Project 1 - Health in the USA

By Devin Harris

Motivation

The motivation for this project was to illustrate potential correlations and trends between different economic, environmental, behavioral, demographic, and health related factors across all the U.S. counties. The goal of the project was to help people understand how these factors can influence each other while also providing quantitative data to each U.S. County.

Another source of motivation for this project was to get accustomed to the d3js library. This library helps aid in creating various charts through the use of dynamically created svgs. This library is heavily used in the CS 5124 - VISUAL INTERFACES DATA course which I took in my senior year and thus where this project stemmed from.

The Data

The data behind this project was pulled from the US heart and stroke atlas (https://www.cdc.gov/dhdsp/maps/atlas/index.htm) and was represented by a csv with attributes cnty_fips, display_name, poverty_perc, median_household_income, education_less_than_high_school_percent, air_quality, park_access, percent_inactive, percent_smoking, urban_rural_status, elderly_percentage, number_of_hospitals, number_of_primary_care_physicians, percent_no_heath_insurance, percent_high_blood_pressure, percent_coronary_heart_disease, percent_stroke, percent_high_cholesterol per U.S. county.
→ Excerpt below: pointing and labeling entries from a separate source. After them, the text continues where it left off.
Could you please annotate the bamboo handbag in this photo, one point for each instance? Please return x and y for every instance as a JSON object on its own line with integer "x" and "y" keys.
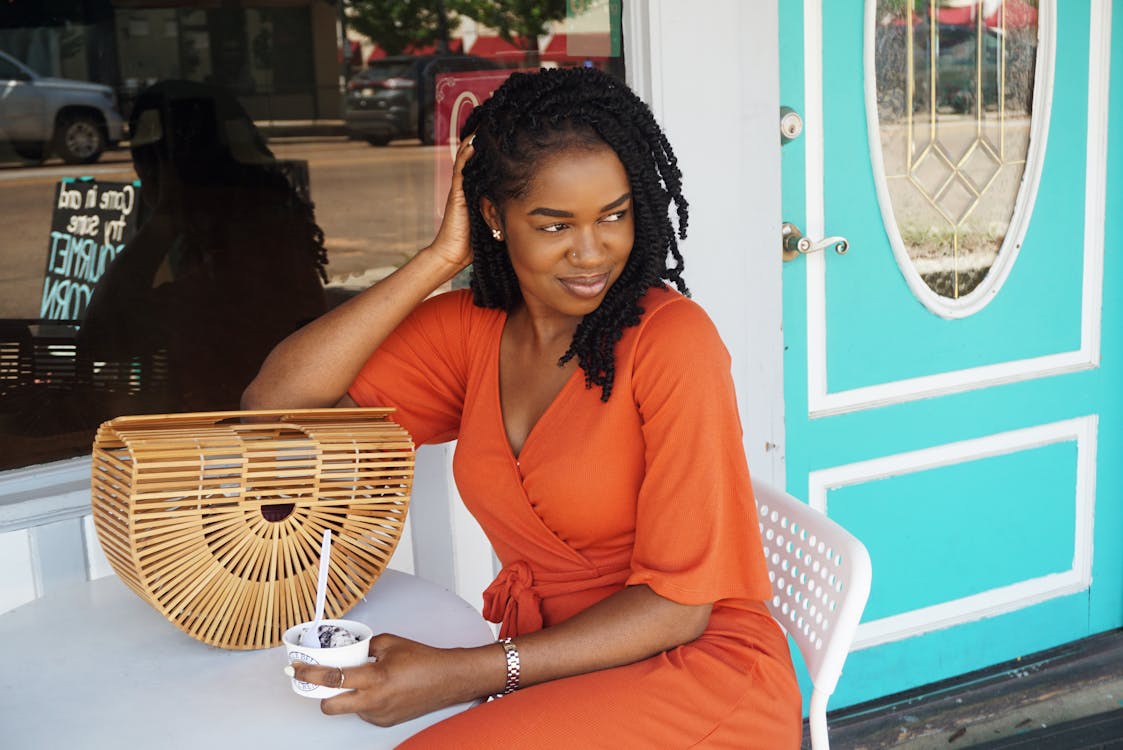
{"x": 216, "y": 519}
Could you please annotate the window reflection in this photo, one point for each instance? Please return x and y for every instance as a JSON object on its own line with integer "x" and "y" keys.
{"x": 257, "y": 204}
{"x": 955, "y": 91}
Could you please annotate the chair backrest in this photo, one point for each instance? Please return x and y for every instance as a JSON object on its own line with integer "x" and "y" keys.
{"x": 820, "y": 575}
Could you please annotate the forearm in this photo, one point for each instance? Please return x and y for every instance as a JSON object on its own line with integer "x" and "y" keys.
{"x": 316, "y": 365}
{"x": 630, "y": 625}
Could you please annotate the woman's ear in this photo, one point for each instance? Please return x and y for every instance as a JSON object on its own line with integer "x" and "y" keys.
{"x": 492, "y": 216}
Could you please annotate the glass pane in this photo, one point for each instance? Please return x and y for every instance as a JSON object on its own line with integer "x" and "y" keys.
{"x": 955, "y": 94}
{"x": 156, "y": 249}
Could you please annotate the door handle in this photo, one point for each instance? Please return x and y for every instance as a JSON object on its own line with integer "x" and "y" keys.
{"x": 795, "y": 244}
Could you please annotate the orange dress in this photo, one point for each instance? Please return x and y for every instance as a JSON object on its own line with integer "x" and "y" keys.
{"x": 650, "y": 487}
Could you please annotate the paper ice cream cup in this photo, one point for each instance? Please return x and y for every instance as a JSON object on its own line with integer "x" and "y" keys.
{"x": 340, "y": 656}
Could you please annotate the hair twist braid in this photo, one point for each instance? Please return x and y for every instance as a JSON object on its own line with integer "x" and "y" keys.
{"x": 536, "y": 115}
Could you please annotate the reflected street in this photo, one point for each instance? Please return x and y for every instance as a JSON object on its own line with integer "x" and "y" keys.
{"x": 376, "y": 207}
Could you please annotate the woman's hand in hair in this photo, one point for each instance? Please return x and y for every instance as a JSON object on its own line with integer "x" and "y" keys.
{"x": 453, "y": 240}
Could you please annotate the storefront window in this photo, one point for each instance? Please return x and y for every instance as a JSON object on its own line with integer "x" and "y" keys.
{"x": 236, "y": 171}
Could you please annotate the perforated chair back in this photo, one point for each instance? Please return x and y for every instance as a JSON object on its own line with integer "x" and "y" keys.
{"x": 820, "y": 575}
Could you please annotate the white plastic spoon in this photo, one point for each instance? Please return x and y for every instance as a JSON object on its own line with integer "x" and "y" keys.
{"x": 311, "y": 637}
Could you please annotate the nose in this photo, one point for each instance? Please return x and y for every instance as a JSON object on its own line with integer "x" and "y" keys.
{"x": 586, "y": 249}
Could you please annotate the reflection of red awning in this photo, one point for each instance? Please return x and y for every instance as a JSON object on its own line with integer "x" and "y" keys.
{"x": 455, "y": 46}
{"x": 578, "y": 46}
{"x": 493, "y": 46}
{"x": 1017, "y": 14}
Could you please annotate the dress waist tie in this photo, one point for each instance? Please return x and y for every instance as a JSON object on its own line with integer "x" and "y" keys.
{"x": 512, "y": 601}
{"x": 514, "y": 597}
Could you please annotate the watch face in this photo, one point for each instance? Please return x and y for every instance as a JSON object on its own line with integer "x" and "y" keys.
{"x": 300, "y": 656}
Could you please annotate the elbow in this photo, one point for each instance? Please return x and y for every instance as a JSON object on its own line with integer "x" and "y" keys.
{"x": 256, "y": 396}
{"x": 695, "y": 621}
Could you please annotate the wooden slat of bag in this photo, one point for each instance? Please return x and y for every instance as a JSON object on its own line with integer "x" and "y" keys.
{"x": 179, "y": 501}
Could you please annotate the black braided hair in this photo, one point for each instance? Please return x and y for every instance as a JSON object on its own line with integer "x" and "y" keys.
{"x": 532, "y": 116}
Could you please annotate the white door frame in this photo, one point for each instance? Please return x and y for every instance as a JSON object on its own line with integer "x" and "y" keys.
{"x": 676, "y": 53}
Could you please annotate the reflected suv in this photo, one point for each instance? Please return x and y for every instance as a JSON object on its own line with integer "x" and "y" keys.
{"x": 39, "y": 115}
{"x": 393, "y": 98}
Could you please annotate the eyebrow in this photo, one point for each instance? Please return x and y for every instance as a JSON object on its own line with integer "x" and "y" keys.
{"x": 565, "y": 215}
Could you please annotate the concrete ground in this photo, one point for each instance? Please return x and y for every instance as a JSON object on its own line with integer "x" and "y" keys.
{"x": 1075, "y": 682}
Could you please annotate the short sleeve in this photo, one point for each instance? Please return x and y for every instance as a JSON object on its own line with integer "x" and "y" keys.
{"x": 696, "y": 533}
{"x": 421, "y": 368}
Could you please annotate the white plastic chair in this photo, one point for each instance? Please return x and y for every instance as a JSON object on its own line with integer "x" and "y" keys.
{"x": 820, "y": 575}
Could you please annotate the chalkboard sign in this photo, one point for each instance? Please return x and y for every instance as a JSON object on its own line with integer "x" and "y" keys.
{"x": 90, "y": 225}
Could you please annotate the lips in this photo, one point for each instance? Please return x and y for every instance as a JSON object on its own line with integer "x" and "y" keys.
{"x": 585, "y": 286}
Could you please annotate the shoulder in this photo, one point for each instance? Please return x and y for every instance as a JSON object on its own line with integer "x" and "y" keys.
{"x": 449, "y": 307}
{"x": 672, "y": 321}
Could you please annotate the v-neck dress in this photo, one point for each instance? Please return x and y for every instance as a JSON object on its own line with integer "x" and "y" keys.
{"x": 649, "y": 487}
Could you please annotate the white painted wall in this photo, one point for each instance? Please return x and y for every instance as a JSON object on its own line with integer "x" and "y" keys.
{"x": 710, "y": 72}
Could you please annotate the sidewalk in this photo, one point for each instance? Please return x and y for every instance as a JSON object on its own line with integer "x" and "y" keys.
{"x": 1065, "y": 698}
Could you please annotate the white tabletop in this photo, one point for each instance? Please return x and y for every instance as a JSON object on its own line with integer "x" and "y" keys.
{"x": 94, "y": 666}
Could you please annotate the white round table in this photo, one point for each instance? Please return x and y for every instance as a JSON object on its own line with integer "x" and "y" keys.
{"x": 94, "y": 666}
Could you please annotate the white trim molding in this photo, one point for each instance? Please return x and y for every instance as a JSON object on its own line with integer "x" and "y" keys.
{"x": 36, "y": 495}
{"x": 1024, "y": 593}
{"x": 822, "y": 402}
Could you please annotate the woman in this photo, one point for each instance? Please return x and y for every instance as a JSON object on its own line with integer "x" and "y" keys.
{"x": 599, "y": 444}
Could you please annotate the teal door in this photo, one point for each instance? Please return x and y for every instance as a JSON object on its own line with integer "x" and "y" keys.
{"x": 952, "y": 382}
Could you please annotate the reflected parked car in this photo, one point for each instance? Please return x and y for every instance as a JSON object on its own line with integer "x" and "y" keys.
{"x": 40, "y": 115}
{"x": 393, "y": 99}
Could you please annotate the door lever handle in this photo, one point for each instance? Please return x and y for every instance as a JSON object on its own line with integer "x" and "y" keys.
{"x": 795, "y": 244}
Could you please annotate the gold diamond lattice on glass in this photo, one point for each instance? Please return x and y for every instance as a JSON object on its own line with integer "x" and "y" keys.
{"x": 955, "y": 98}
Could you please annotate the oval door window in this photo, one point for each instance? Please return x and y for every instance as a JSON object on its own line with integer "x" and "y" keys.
{"x": 955, "y": 128}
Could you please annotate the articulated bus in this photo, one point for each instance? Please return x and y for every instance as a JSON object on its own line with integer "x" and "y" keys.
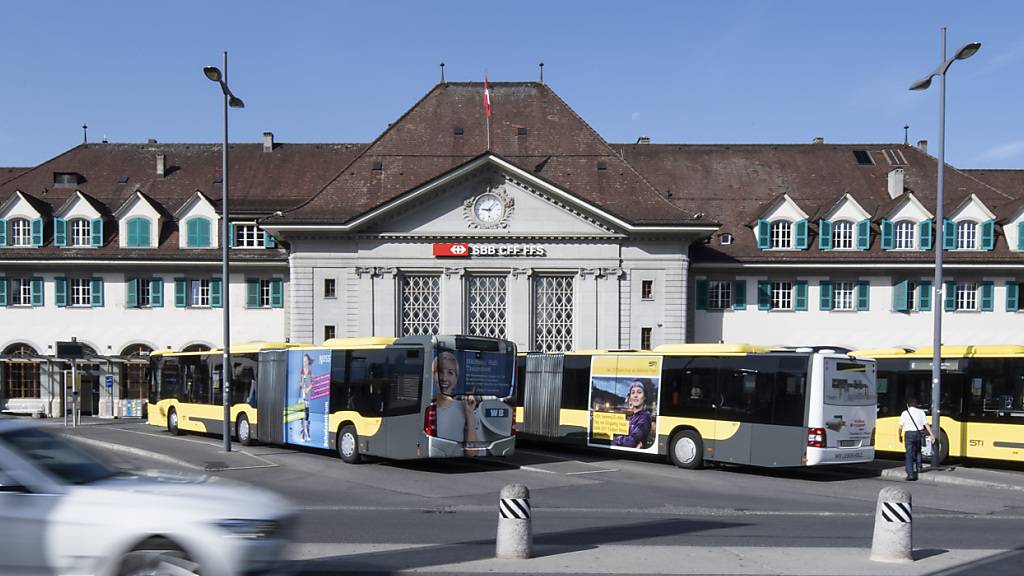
{"x": 981, "y": 404}
{"x": 726, "y": 403}
{"x": 416, "y": 397}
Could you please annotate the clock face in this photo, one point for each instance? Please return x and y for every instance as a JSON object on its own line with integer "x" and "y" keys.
{"x": 488, "y": 209}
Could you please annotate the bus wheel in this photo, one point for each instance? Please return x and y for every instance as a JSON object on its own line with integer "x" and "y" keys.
{"x": 686, "y": 450}
{"x": 348, "y": 445}
{"x": 172, "y": 422}
{"x": 243, "y": 432}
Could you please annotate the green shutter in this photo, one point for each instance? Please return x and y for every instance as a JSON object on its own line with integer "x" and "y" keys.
{"x": 97, "y": 233}
{"x": 180, "y": 296}
{"x": 800, "y": 295}
{"x": 924, "y": 296}
{"x": 132, "y": 298}
{"x": 986, "y": 296}
{"x": 37, "y": 232}
{"x": 801, "y": 240}
{"x": 157, "y": 292}
{"x": 863, "y": 295}
{"x": 59, "y": 232}
{"x": 824, "y": 235}
{"x": 276, "y": 293}
{"x": 887, "y": 235}
{"x": 949, "y": 299}
{"x": 948, "y": 235}
{"x": 96, "y": 292}
{"x": 863, "y": 235}
{"x": 37, "y": 291}
{"x": 925, "y": 235}
{"x": 901, "y": 299}
{"x": 252, "y": 292}
{"x": 216, "y": 293}
{"x": 60, "y": 291}
{"x": 738, "y": 294}
{"x": 987, "y": 235}
{"x": 764, "y": 240}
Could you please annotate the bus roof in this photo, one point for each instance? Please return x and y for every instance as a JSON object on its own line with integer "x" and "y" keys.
{"x": 983, "y": 351}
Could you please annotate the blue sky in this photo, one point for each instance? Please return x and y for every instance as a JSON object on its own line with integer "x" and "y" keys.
{"x": 679, "y": 72}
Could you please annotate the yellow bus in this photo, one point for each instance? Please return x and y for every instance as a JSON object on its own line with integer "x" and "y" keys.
{"x": 694, "y": 403}
{"x": 981, "y": 404}
{"x": 185, "y": 389}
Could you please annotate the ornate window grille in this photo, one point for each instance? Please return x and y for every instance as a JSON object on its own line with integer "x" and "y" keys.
{"x": 421, "y": 310}
{"x": 486, "y": 305}
{"x": 553, "y": 310}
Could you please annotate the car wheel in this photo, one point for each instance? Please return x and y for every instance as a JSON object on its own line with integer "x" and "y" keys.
{"x": 348, "y": 445}
{"x": 172, "y": 422}
{"x": 686, "y": 450}
{"x": 158, "y": 563}
{"x": 243, "y": 432}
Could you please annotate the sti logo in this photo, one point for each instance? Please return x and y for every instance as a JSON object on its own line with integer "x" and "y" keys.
{"x": 452, "y": 250}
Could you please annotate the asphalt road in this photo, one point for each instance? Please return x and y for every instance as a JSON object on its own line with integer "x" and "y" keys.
{"x": 388, "y": 517}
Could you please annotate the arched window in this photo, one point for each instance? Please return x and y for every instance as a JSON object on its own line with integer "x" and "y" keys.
{"x": 81, "y": 232}
{"x": 842, "y": 235}
{"x": 20, "y": 373}
{"x": 20, "y": 232}
{"x": 904, "y": 235}
{"x": 781, "y": 234}
{"x": 967, "y": 236}
{"x": 138, "y": 233}
{"x": 198, "y": 233}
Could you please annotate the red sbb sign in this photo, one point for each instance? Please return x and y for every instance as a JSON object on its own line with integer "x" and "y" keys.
{"x": 452, "y": 250}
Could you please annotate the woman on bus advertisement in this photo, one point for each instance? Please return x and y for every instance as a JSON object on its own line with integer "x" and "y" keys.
{"x": 307, "y": 404}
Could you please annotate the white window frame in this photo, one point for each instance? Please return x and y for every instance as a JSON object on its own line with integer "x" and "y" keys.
{"x": 904, "y": 235}
{"x": 843, "y": 235}
{"x": 781, "y": 295}
{"x": 719, "y": 294}
{"x": 20, "y": 232}
{"x": 967, "y": 235}
{"x": 80, "y": 291}
{"x": 844, "y": 296}
{"x": 780, "y": 234}
{"x": 967, "y": 296}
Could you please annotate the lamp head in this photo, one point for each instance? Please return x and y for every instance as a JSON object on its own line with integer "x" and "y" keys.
{"x": 212, "y": 72}
{"x": 968, "y": 50}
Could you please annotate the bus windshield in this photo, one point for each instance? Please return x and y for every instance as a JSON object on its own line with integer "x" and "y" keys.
{"x": 847, "y": 382}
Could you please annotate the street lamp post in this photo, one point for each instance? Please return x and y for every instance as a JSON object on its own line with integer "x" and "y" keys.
{"x": 966, "y": 51}
{"x": 214, "y": 74}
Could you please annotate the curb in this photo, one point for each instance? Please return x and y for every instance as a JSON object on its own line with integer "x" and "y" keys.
{"x": 132, "y": 451}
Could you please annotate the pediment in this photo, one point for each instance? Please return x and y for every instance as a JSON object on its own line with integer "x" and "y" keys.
{"x": 491, "y": 202}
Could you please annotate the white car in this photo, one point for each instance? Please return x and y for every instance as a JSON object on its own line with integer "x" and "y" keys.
{"x": 65, "y": 511}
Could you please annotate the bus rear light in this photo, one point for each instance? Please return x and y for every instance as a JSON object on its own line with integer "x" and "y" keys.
{"x": 815, "y": 438}
{"x": 430, "y": 420}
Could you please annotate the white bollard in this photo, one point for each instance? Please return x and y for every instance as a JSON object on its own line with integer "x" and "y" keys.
{"x": 515, "y": 533}
{"x": 893, "y": 539}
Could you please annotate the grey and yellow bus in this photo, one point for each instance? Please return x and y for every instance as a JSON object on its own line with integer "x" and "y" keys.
{"x": 695, "y": 403}
{"x": 981, "y": 404}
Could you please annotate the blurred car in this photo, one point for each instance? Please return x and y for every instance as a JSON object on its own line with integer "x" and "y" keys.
{"x": 64, "y": 510}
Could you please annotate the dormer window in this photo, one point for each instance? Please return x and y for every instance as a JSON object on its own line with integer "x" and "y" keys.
{"x": 843, "y": 235}
{"x": 967, "y": 236}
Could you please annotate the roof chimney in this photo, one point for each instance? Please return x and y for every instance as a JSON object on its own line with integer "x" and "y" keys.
{"x": 895, "y": 182}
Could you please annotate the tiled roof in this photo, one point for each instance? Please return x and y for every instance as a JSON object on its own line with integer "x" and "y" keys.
{"x": 530, "y": 128}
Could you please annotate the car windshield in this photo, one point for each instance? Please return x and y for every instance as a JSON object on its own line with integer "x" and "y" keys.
{"x": 60, "y": 458}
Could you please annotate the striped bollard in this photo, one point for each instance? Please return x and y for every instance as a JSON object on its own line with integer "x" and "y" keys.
{"x": 515, "y": 534}
{"x": 893, "y": 539}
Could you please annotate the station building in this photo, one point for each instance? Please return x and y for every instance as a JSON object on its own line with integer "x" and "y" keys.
{"x": 530, "y": 228}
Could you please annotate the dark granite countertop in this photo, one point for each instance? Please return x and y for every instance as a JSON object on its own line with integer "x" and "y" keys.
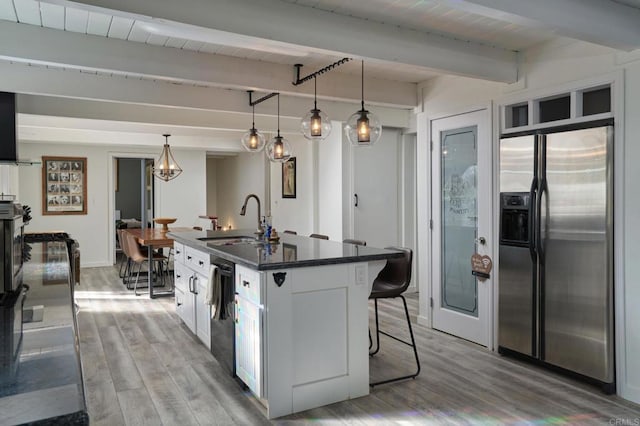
{"x": 44, "y": 384}
{"x": 292, "y": 251}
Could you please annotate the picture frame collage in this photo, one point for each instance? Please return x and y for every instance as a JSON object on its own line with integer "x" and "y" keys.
{"x": 64, "y": 185}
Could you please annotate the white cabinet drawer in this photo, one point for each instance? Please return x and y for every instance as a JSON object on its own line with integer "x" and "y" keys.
{"x": 178, "y": 252}
{"x": 181, "y": 277}
{"x": 248, "y": 284}
{"x": 197, "y": 260}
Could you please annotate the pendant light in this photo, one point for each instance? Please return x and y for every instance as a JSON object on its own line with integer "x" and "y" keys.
{"x": 165, "y": 167}
{"x": 315, "y": 125}
{"x": 253, "y": 140}
{"x": 363, "y": 127}
{"x": 278, "y": 149}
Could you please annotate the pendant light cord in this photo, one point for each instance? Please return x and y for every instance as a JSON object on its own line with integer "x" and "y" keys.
{"x": 362, "y": 82}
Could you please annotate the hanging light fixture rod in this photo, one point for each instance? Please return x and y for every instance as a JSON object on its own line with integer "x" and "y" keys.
{"x": 298, "y": 67}
{"x": 262, "y": 99}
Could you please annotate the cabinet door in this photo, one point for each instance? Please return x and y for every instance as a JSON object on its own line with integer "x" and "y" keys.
{"x": 248, "y": 345}
{"x": 180, "y": 299}
{"x": 203, "y": 311}
{"x": 181, "y": 277}
{"x": 189, "y": 306}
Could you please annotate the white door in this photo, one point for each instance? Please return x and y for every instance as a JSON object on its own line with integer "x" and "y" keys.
{"x": 462, "y": 219}
{"x": 375, "y": 191}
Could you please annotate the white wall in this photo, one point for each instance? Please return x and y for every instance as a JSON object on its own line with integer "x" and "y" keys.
{"x": 92, "y": 230}
{"x": 237, "y": 177}
{"x": 545, "y": 67}
{"x": 631, "y": 232}
{"x": 9, "y": 180}
{"x": 212, "y": 188}
{"x": 295, "y": 214}
{"x": 330, "y": 187}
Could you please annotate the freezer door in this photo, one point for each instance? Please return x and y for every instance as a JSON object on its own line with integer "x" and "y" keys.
{"x": 515, "y": 300}
{"x": 576, "y": 253}
{"x": 516, "y": 303}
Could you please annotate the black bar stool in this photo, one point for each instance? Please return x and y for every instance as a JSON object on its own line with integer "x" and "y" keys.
{"x": 390, "y": 283}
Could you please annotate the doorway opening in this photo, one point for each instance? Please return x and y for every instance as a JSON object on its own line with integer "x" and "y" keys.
{"x": 134, "y": 195}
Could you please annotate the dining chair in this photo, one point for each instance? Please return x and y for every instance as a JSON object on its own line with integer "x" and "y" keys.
{"x": 319, "y": 236}
{"x": 125, "y": 260}
{"x": 138, "y": 258}
{"x": 356, "y": 242}
{"x": 392, "y": 281}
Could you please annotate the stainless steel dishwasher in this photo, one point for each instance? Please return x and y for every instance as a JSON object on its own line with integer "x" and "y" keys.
{"x": 223, "y": 329}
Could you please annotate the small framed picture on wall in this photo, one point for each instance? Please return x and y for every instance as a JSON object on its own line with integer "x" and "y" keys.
{"x": 64, "y": 185}
{"x": 289, "y": 178}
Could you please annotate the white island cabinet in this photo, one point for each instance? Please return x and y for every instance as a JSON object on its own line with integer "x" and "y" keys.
{"x": 301, "y": 313}
{"x": 191, "y": 275}
{"x": 301, "y": 335}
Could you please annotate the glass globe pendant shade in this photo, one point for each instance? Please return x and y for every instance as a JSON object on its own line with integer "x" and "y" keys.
{"x": 165, "y": 167}
{"x": 315, "y": 125}
{"x": 253, "y": 140}
{"x": 363, "y": 128}
{"x": 278, "y": 150}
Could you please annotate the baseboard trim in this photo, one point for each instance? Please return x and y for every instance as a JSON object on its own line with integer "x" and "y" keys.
{"x": 94, "y": 264}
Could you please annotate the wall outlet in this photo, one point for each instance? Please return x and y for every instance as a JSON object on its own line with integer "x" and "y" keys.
{"x": 361, "y": 274}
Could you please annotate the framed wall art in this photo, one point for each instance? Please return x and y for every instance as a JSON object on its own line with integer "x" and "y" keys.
{"x": 64, "y": 185}
{"x": 289, "y": 178}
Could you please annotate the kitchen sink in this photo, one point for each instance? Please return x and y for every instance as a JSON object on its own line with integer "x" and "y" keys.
{"x": 227, "y": 241}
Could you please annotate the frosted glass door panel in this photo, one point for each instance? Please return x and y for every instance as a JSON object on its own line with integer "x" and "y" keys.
{"x": 459, "y": 196}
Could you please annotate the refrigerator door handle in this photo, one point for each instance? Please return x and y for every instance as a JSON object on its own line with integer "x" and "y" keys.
{"x": 540, "y": 218}
{"x": 532, "y": 221}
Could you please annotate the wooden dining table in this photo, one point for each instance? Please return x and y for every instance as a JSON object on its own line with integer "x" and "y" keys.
{"x": 154, "y": 238}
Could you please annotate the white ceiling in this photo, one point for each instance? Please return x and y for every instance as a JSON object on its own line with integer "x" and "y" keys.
{"x": 403, "y": 42}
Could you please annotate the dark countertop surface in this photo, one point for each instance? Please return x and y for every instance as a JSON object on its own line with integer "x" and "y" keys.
{"x": 45, "y": 384}
{"x": 291, "y": 251}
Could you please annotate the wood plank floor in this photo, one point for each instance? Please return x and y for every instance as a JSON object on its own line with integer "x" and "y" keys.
{"x": 142, "y": 366}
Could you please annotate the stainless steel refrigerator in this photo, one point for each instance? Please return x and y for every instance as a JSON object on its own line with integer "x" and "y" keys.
{"x": 556, "y": 249}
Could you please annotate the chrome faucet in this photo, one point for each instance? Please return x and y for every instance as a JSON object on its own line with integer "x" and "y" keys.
{"x": 243, "y": 211}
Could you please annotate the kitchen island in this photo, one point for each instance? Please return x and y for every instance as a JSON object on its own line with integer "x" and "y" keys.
{"x": 301, "y": 313}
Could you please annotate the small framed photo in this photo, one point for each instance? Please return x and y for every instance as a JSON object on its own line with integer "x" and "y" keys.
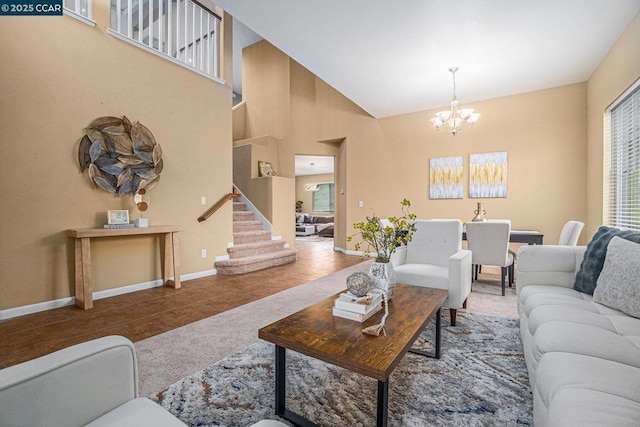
{"x": 118, "y": 217}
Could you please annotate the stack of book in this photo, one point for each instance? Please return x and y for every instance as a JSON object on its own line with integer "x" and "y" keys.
{"x": 347, "y": 306}
{"x": 125, "y": 225}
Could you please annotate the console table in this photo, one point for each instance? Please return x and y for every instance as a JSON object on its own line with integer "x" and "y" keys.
{"x": 83, "y": 281}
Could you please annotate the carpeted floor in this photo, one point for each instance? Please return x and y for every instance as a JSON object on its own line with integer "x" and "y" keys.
{"x": 480, "y": 380}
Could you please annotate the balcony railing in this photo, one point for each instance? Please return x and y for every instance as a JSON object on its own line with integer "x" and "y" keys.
{"x": 182, "y": 31}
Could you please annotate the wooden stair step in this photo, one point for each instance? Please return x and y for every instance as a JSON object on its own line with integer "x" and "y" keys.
{"x": 239, "y": 206}
{"x": 243, "y": 215}
{"x": 240, "y": 226}
{"x": 256, "y": 262}
{"x": 256, "y": 248}
{"x": 251, "y": 236}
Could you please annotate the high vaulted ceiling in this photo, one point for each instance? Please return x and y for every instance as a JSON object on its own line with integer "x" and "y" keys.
{"x": 393, "y": 58}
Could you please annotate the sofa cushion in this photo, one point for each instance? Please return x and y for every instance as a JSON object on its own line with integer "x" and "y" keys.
{"x": 594, "y": 256}
{"x": 586, "y": 407}
{"x": 619, "y": 282}
{"x": 578, "y": 338}
{"x": 563, "y": 378}
{"x": 138, "y": 412}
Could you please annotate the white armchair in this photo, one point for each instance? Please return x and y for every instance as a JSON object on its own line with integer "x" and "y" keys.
{"x": 434, "y": 258}
{"x": 94, "y": 383}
You can download the data here to see for yourself!

Download

Sketches

I made the following sketches at the beginning of this project to help illustrate how I could visually represent this data in an easy-to-understand way.

* Sketch 1 *
* Sketch 2 *

The first sketch above was a first pass at how I could organize the data into various chart types. You can see ideas around showing a circle for every county in a scatter plot, showing 2 bars for each county (1 bar for each attribute selected) in a bar chart, side by side choropleth maps, and even bar charts based on percentage ranges and county count on the y axis were some ideas I had originally.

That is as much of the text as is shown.